Description
With the new URI-validation of URIRef:s (in rdflib/term.py
), RDFLib fails to parse RDF from sys.stdin
. Example:
echo '<> a <http://schema.org/Thing> .' | python -c '
import sys
from rdflib import *
Graph().parse(sys.stdin, format="turtle").serialize(sys.stdout)'
Result is like:
Traceback (most recent call last):
File "<string>", line 4, in <module>
...
File ".../rdflib/term.py", line 208, in __new__
raise Exception('%s does not look like a valid URI, perhaps you want to urlencode it?'%value)
Exception: file:///private/tmp/<stdin> does not look like a valid URI, perhaps you want to urlencode it?
One problematic case is when using the rdfpipe
command (now included in RDFLib again), which is very useful for on-the-fly RDF conversion.

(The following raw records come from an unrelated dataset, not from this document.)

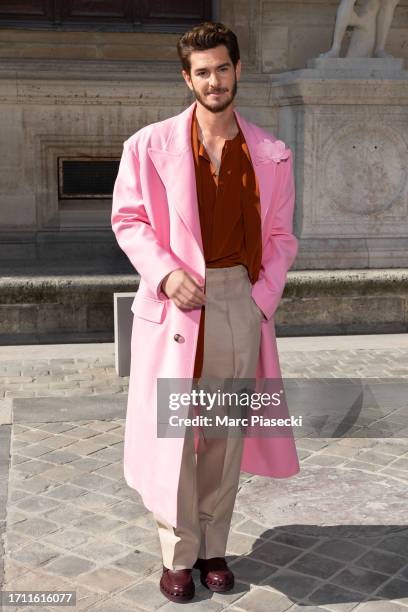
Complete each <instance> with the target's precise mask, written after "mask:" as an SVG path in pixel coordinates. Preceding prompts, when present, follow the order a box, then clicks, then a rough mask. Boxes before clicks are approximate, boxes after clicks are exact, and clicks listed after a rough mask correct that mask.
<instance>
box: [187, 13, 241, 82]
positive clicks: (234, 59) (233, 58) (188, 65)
mask: <svg viewBox="0 0 408 612" xmlns="http://www.w3.org/2000/svg"><path fill="white" fill-rule="evenodd" d="M219 45H225V46H226V47H227V49H228V54H229V56H230V59H231V62H232V63H233V64H234V67H236V65H237V63H238V60H239V46H238V39H237V37H236V35H235V34H234V32H233V31H232V30H230V29H229V28H227V27H226V26H225V25H224V24H222V23H219V22H216V21H205V22H204V23H199V24H198V25H196V26H194V28H192V29H191V30H189V31H188V32H185V33H184V34H183V35H182V36H181V38H179V40H178V41H177V53H178V56H179V58H180V60H181V64H182V66H183V68H184V70H185V71H186V72H188V74H191V61H190V55H191V53H192V51H206V50H207V49H213V48H214V47H218V46H219Z"/></svg>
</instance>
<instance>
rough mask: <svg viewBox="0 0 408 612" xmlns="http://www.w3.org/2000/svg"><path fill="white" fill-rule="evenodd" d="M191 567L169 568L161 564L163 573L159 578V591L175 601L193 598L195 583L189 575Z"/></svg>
mask: <svg viewBox="0 0 408 612" xmlns="http://www.w3.org/2000/svg"><path fill="white" fill-rule="evenodd" d="M191 572H192V570H191V569H183V570H169V569H167V567H164V565H163V573H162V577H161V578H160V591H161V592H162V593H163V595H165V596H166V597H167V599H170V601H174V602H176V603H185V602H186V601H190V600H191V599H193V597H194V594H195V585H194V581H193V578H192V576H191Z"/></svg>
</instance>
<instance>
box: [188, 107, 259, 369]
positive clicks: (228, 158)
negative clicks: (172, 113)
mask: <svg viewBox="0 0 408 612" xmlns="http://www.w3.org/2000/svg"><path fill="white" fill-rule="evenodd" d="M238 128H239V126H238ZM191 144H192V149H193V157H194V164H195V175H196V185H197V199H198V208H199V215H200V225H201V237H202V242H203V249H204V258H205V263H206V267H208V268H227V267H230V266H236V265H238V264H243V265H244V266H246V268H247V270H248V276H249V279H250V281H251V283H252V284H254V283H255V281H256V280H257V279H258V275H259V270H260V268H261V259H262V237H261V209H260V200H259V187H258V182H257V180H256V175H255V172H254V169H253V167H252V162H251V158H250V155H249V151H248V147H247V144H246V142H245V139H244V135H243V133H242V131H241V129H240V128H239V131H238V134H237V135H236V136H235V138H233V139H231V140H226V141H225V143H224V147H223V149H222V154H221V165H220V170H219V176H218V177H217V176H216V169H215V167H214V166H213V164H212V162H211V159H210V157H209V155H208V153H207V151H206V150H205V147H204V145H203V143H201V142H200V140H199V137H198V127H197V118H196V113H195V110H194V113H193V118H192V124H191ZM204 318H205V306H203V307H202V314H201V320H200V328H199V332H198V340H197V352H196V359H195V364H194V374H193V376H194V378H195V377H199V376H200V375H201V371H202V366H203V357H204Z"/></svg>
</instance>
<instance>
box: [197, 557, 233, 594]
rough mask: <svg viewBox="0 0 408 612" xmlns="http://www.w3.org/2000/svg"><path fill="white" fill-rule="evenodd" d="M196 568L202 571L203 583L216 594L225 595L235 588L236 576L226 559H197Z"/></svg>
mask: <svg viewBox="0 0 408 612" xmlns="http://www.w3.org/2000/svg"><path fill="white" fill-rule="evenodd" d="M194 567H195V568H196V569H199V570H200V580H201V583H202V584H203V585H204V586H205V587H207V589H210V590H211V591H215V592H216V593H225V592H226V591H230V590H231V589H232V588H233V587H234V574H233V573H232V572H231V570H230V569H229V567H228V565H227V562H226V561H225V558H224V557H212V558H211V559H197V561H196V562H195V563H194Z"/></svg>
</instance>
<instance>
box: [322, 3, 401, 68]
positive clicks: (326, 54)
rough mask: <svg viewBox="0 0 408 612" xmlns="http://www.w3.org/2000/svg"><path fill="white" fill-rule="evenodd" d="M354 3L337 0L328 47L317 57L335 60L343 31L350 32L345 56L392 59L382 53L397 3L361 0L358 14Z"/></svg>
mask: <svg viewBox="0 0 408 612" xmlns="http://www.w3.org/2000/svg"><path fill="white" fill-rule="evenodd" d="M356 1H357V0H341V2H340V5H339V8H338V9H337V16H336V25H335V29H334V38H333V45H332V48H331V49H330V50H329V51H327V53H321V54H320V56H319V57H322V58H326V57H339V55H340V47H341V42H342V40H343V36H344V34H345V32H346V29H347V28H348V27H349V26H352V27H353V28H354V29H353V33H352V35H351V39H350V45H349V48H348V51H347V53H346V57H392V55H389V54H388V53H386V52H385V51H384V47H385V42H386V40H387V36H388V32H389V30H390V27H391V22H392V18H393V16H394V11H395V7H396V6H397V4H398V2H399V0H363V3H362V6H361V10H360V11H359V13H356V11H355V5H356Z"/></svg>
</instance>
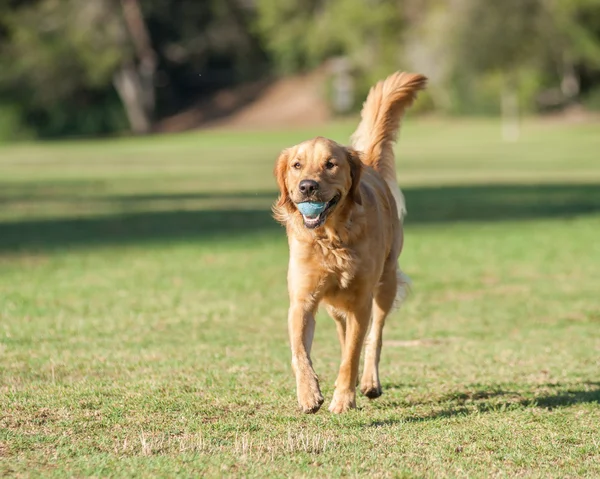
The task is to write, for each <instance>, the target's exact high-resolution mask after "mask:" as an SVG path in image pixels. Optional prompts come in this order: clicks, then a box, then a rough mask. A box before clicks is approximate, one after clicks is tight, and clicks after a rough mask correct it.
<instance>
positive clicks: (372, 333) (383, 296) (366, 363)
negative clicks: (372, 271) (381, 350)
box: [360, 262, 408, 399]
mask: <svg viewBox="0 0 600 479" xmlns="http://www.w3.org/2000/svg"><path fill="white" fill-rule="evenodd" d="M407 292H408V277H407V276H405V275H404V274H403V273H402V271H400V270H399V269H397V267H396V264H395V262H394V264H393V265H392V266H390V267H389V268H388V267H386V269H385V270H384V272H383V274H382V276H381V283H380V285H379V287H378V288H377V291H376V292H375V296H374V298H373V321H372V323H371V330H370V331H369V335H368V336H367V339H366V342H365V363H364V370H363V375H362V378H361V380H360V391H361V392H362V393H363V394H364V395H365V396H367V397H368V398H370V399H375V398H378V397H379V396H381V393H382V390H381V382H380V381H379V359H380V358H381V346H382V341H383V338H382V336H383V326H384V325H385V319H386V318H387V315H388V314H389V312H390V311H391V310H392V308H393V307H394V305H396V306H399V303H401V302H402V301H403V300H404V298H405V297H406V294H407Z"/></svg>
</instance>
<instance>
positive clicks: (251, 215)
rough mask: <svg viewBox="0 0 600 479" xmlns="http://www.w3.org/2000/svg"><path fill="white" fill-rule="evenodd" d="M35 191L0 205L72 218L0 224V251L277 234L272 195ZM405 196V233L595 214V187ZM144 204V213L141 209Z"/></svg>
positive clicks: (429, 193) (525, 185)
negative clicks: (440, 227) (70, 211)
mask: <svg viewBox="0 0 600 479" xmlns="http://www.w3.org/2000/svg"><path fill="white" fill-rule="evenodd" d="M38 186H39V188H35V184H34V183H29V184H26V185H23V189H19V187H17V186H16V184H14V183H13V184H12V185H11V188H10V189H7V190H3V191H2V188H0V203H2V204H1V207H3V208H6V209H7V210H8V211H11V209H13V210H14V209H16V211H19V208H25V210H26V211H35V208H38V207H40V205H42V206H43V204H44V202H51V201H58V202H60V204H59V208H63V209H64V210H65V211H64V213H63V214H64V215H67V214H68V213H69V208H70V207H69V203H71V204H72V206H71V208H76V211H77V217H75V218H64V217H63V218H60V217H59V218H52V219H31V220H29V219H23V220H19V219H17V220H10V221H4V222H0V251H15V250H32V249H33V250H43V249H52V248H61V247H73V246H93V245H103V244H127V243H140V242H145V241H170V240H172V241H175V240H202V239H214V238H217V237H228V236H232V235H235V236H236V237H240V236H241V237H243V236H248V235H251V234H252V233H256V232H264V231H267V232H268V231H281V228H280V226H279V225H278V224H277V223H275V221H274V220H273V219H272V218H271V213H270V208H269V205H270V203H271V202H272V200H274V199H275V197H276V192H275V191H273V192H257V193H253V192H247V193H244V192H240V193H197V194H196V193H191V194H189V193H182V194H165V195H160V194H156V195H152V194H143V195H115V196H102V194H101V192H100V195H98V196H89V193H87V194H86V190H85V188H84V189H83V190H82V189H81V188H78V187H77V183H69V184H68V185H67V187H65V184H62V186H60V187H58V186H56V187H54V188H53V187H52V185H50V186H48V185H47V184H42V185H38ZM405 195H406V199H407V204H408V209H409V216H408V217H407V220H406V223H407V225H409V227H410V225H415V224H434V223H443V222H459V221H503V220H519V219H531V218H570V217H575V216H579V215H586V214H594V213H600V185H587V184H580V185H534V186H531V185H488V186H486V185H482V186H481V185H479V186H468V187H467V186H444V187H435V188H433V187H431V188H430V187H427V188H407V189H405ZM250 200H251V201H253V202H256V201H258V206H257V205H256V203H251V204H252V205H254V206H253V207H252V208H245V207H244V203H245V202H247V201H250ZM178 201H181V202H182V203H183V202H190V201H197V202H198V204H196V203H194V204H193V205H191V206H190V204H189V203H186V205H185V207H184V205H183V204H182V205H181V206H180V205H178V204H177V202H178ZM203 203H205V204H203ZM23 204H24V205H25V207H23ZM88 204H89V205H93V206H94V207H95V208H96V211H97V210H98V208H99V209H100V212H102V208H105V209H106V210H107V211H111V212H110V213H109V214H105V215H97V216H91V215H90V214H86V206H87V205H88ZM115 204H116V205H120V206H122V208H121V209H119V208H117V210H118V211H119V212H117V213H115V212H114V209H115V208H114V205H115ZM150 204H151V205H152V211H148V209H149V208H145V207H146V205H150ZM263 204H264V206H262V205H263ZM15 205H16V206H15ZM161 205H162V206H163V207H161ZM231 205H236V206H235V207H230V206H231ZM238 205H239V207H238ZM215 206H218V209H215ZM111 208H112V209H111ZM128 209H129V210H128ZM131 209H133V210H135V211H131ZM144 209H146V211H144ZM121 210H122V211H121ZM61 212H62V210H59V211H58V212H57V214H58V215H60V214H61ZM71 216H73V214H72V212H71ZM282 235H283V232H282Z"/></svg>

To work around the issue, you can use the publicID
kwarg to Graph.parse
whenever you use sys.stdin
. But it seems better to handle this automatically.

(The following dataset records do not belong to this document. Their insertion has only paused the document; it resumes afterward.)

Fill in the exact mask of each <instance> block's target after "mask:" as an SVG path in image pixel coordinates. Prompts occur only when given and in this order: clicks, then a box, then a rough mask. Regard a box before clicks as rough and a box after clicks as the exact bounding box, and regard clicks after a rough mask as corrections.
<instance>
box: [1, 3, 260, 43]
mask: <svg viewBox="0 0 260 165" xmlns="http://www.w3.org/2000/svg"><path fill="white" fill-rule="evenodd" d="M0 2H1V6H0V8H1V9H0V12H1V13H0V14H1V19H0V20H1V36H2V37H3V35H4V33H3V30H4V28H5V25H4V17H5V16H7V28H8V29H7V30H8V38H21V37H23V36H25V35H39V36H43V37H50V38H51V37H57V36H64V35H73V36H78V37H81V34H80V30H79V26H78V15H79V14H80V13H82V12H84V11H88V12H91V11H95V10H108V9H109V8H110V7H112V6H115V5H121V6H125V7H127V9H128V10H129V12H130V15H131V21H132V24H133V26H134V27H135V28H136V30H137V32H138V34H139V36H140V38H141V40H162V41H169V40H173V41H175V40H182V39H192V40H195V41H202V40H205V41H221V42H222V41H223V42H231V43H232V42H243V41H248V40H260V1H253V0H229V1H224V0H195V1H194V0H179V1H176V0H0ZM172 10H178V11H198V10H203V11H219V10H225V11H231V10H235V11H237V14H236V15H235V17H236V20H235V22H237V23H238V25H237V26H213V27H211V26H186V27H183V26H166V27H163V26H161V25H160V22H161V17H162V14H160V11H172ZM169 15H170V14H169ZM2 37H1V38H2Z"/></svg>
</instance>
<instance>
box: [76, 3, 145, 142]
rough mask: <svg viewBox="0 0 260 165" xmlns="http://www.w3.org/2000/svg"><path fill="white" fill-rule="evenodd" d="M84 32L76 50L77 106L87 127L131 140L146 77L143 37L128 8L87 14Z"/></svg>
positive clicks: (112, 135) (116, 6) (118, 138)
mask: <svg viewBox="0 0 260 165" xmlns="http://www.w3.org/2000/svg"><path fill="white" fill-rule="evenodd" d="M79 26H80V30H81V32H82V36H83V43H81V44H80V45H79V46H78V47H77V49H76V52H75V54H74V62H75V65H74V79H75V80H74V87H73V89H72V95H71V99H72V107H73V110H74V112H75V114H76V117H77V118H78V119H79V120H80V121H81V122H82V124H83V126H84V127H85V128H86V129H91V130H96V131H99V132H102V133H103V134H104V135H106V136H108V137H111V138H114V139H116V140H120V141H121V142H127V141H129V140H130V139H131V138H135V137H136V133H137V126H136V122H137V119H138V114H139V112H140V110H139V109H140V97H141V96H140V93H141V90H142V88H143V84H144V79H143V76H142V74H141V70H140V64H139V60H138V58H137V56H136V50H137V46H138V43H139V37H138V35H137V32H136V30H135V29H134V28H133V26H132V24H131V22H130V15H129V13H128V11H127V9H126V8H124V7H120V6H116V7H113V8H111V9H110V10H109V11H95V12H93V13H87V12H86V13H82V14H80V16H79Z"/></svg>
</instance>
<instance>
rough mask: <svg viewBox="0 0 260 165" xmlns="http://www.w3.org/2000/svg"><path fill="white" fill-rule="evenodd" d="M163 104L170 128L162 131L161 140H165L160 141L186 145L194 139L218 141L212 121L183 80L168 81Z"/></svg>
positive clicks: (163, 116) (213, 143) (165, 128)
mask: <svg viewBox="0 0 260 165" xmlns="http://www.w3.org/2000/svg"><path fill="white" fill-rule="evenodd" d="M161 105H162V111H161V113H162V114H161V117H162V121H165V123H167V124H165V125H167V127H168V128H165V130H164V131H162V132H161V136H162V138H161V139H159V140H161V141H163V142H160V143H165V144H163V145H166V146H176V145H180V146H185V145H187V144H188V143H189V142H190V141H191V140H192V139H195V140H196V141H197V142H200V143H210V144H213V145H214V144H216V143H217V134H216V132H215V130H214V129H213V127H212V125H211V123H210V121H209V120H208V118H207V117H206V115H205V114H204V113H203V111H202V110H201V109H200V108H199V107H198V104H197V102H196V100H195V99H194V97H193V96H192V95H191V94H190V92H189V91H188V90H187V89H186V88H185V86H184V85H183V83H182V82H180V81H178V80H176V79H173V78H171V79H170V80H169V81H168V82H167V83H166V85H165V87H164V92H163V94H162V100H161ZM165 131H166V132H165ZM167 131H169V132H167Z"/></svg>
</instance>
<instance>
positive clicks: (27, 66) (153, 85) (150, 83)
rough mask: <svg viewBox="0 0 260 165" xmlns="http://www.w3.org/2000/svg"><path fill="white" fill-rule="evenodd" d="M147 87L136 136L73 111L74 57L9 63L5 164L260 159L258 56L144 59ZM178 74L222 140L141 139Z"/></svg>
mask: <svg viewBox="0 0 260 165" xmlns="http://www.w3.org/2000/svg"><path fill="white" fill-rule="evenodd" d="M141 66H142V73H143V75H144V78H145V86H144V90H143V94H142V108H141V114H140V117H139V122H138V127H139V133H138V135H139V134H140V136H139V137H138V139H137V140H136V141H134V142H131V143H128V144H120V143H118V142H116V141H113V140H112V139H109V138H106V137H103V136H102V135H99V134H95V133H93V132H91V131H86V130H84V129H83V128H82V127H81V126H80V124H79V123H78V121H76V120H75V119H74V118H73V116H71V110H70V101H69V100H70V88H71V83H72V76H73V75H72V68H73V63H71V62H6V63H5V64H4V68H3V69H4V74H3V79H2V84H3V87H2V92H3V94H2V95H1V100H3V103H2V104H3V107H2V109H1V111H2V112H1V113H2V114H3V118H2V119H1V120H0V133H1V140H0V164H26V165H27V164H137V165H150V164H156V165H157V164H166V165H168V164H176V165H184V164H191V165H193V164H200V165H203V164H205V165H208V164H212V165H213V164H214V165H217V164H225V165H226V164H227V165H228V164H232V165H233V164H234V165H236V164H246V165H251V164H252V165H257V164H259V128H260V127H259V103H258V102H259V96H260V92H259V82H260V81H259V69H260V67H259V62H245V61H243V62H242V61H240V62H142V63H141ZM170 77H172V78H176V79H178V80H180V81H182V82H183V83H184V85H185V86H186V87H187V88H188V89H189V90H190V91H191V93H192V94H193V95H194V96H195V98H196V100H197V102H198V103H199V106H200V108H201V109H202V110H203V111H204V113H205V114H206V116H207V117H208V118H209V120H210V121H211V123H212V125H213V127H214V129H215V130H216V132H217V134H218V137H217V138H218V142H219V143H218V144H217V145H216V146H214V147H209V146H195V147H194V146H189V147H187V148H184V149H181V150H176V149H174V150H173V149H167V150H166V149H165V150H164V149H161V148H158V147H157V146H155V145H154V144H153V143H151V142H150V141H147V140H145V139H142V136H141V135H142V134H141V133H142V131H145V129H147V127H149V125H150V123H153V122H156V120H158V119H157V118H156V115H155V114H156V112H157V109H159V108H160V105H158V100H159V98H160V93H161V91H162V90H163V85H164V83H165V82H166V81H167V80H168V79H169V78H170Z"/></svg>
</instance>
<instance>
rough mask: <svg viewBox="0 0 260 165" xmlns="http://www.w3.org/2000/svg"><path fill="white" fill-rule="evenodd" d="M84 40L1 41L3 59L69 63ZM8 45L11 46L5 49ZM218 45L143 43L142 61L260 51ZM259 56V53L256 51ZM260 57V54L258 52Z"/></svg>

This can be fixed in rdflib/parser.py
, in create_input_source
. Checking if the given file is sys.stdin
seems proper, then using some symbolic URI for that. I propose:
if f is sys.stdin:
input_source.setSystemId("file:///dev/stdin")
elif hasattr(f, "name"):
input_source.setSystemId(f.name)
Which I can add unless anyone objects.
(Although a more proper URL-escaping of the file name/path seems like the right thing to do in general (using pathname2url
), I have no idea how many usages of RDFLib already rely on the former, lax handling of this. And sys.stdin is still special.)